Теперь послушаем, что говорит об этих днях на самом острове Олехнович (стр. 90–93):

«С первым пароходом в мае из Москвы приехала какая-то комиссия из пяти лиц. Она сразу же пошла по ротам и, приказав удалиться ротному начальству, принялась допытываться у заключенных, в каких условиях они жили прежде и живут теперь, подвергались ли и подвергаются ли теперь наказаниям, каким, за что и кем… По кремлю и всему острову разнеслись слухи, что комиссия поарестовала несколько сот заключенных и вольных, обвинив их в искривлении лагерной политики и в халатности. Почти половину арестованных соловчан вскоре расстреляли, а остальным и вольным дали от пяти до десяти лет нового срока. Зарин, начальник Соловецкого отделения, получил 10 лет. После комиссии уже не дрыновали. Упразднили Секирку (т. е. ослабили режим в ней. М. Р.), улучшили санитарные условия… Хотя нам и объявили, будто все это сделано ГПУ из гуманных соображений, но мы тому не верили и считали причиной всех перемен желанием властей, чтобы у заграницы не было больше поводов кричать об ужасах в концлагерях. Кто же пострадал от этой комиссии? — Каэры, занимавшие административные должности. Они, якобы, сознательно насаждали произвол, самоуправство. А кто выиграл? — Уголовники, получившие после комиссии ряд привилегий.

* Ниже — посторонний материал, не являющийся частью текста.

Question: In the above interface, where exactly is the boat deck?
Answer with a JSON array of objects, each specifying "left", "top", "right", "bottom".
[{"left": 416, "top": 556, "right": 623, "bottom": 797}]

Но расчет на них не оправдался. Они лишь запутали учет и снова развели воровство и хищения там, где было чем поживиться. Тогда начальство стало осмотрительнее оказывать им предпочтение перед каэрами: сначала, мол, заслужи его».

Не думаю, чтобы Олехнович был прав относительно каэров на административных должностях. Он повторил официальную версию. Таких на Соловках были единицы, вроде Селецкого или ротных Платонова, Чернявского, Сахарова, Воинова и над всеми ими стояли вольные или ссыльные чекисты, обучавшие их «соловецким методам». Начальниками всех лесозаготовительных и всех остальных командировок и пунктов на островах и на материке до приезда комиссии были старшие конвойные из команды надзора, все из вольных солдат, вроде «Шурки» Новикова на Кондострове, «Ваньки» Потапова или Гусенко на штрафной «Овсянке» и десяток им подобных на материке, приведены в книге Киселева. Как к ним отнеслась комиссия, мы не знаем.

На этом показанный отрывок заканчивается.